For the super-clubs, replays are inconvenient. Then again, so are cups full stop, except the Champions League. For the little guys, they can be crucial.

Taking a big club back to yours can make a huge difference in the signings lower-league clubs can afford – until the salary cap planned for next season. At least profits at the gate will be equally shared between both sides.

The Cup will be poorer, and not just literally, but 2020-21 must be a season of sacrifices.

The undervalued FA and League Cups will do most of the scrimping. Few others seem willing to offer much up.

The League Cup first round is pencilled in for September 5, set aside for internationals. Even some third-tier clubs get enough call-ups (three) to postpone league games, but with round two the following week, if the ties move, it will be forward.

That could mean Doncaster Rovers starting their season in two-and-a-half weeks. They only resumed group training on Thursday after five months. When clubs have to pare squads back, they will need depth more than ever. Some will celebrate an opening-day defeat.

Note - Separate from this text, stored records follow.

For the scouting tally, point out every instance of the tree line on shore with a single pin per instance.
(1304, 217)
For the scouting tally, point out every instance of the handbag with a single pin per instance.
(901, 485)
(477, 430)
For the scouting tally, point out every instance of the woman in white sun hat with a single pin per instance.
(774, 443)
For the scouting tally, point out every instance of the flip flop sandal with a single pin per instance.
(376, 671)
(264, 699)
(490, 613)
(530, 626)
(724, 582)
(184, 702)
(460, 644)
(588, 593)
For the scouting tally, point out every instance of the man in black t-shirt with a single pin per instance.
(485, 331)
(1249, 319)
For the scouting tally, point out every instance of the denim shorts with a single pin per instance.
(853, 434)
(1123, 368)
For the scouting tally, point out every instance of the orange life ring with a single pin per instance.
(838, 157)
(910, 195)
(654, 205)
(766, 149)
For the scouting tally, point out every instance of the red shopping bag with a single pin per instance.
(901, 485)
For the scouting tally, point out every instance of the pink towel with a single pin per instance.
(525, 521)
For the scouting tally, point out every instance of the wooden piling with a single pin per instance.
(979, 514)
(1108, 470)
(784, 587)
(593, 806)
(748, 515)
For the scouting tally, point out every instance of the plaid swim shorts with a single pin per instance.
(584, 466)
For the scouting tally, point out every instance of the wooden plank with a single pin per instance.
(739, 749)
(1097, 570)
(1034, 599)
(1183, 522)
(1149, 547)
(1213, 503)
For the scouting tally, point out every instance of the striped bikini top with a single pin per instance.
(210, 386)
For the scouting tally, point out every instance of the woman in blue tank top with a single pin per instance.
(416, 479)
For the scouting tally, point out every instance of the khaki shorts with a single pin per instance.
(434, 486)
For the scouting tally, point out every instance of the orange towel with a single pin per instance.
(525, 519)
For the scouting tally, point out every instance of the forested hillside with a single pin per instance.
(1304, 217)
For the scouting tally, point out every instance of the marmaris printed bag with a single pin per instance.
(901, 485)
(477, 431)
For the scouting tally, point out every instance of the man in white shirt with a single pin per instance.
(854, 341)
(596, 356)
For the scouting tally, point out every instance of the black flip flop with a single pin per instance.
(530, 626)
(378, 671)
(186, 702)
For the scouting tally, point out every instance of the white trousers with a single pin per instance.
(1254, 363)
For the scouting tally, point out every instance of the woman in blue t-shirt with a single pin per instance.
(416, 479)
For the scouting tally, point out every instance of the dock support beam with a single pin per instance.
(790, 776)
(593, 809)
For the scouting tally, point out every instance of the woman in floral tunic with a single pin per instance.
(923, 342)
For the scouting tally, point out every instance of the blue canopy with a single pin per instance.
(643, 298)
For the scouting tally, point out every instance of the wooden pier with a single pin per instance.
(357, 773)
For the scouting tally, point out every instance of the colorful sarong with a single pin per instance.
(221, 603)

The League Cup has four rounds to squeeze into September before European and international football gobble up all midweeks until Christmas.

Some will pick the sort of disrespectful XI Liverpool had to when double-booked last season.

The European Super Cup final is in Budapest the Thursday after the League Cup third round. The European champions are due at December’s Club World Cup.

Tottenham Hotspur’s three Europa League qualifiers – reduced to one leg – clash with League Cup rounds, and the FA Cup final, semi-finals and quarter-finals are on Premier League weekends.

The punishments for success have rarely been so harsh.

If either Manchester club reaches a European final, their season will finish next weekend. There has been talk of allowing them to start 2020-21 late but is there room?

As soon as next season ends we must get on with Euro 2020, where the air miles could be even more valuable than prize money.

With 12 rounds of Premier League matches pencilled in for December and January, heaven forbid postponements. We are all wondering what will happen in ‘flu season.

There should have been more give. Cutting back league programmes is difficult but the Nations League will go ahead in September, October and November, with Euro 2020 play-offs amongst it.

Once the qualifying rounds are played, it seems the Europa League will be as overblown as ever, taking six group games to do what one knockout tie could, just like the Champions League. A repeat of this year’s “final eight” competitions in both would help.

The Football League Trophy, where you will struggle to work out if games are behind closed doors, will keep taxing squads least able to cope.

After five months without, many clubs and fans will be grateful just for some football. If it is less than perfect, so be it.

But the game ought to have thought harder about what is worth preserving. Hopefully some sacrifices do not become permanent.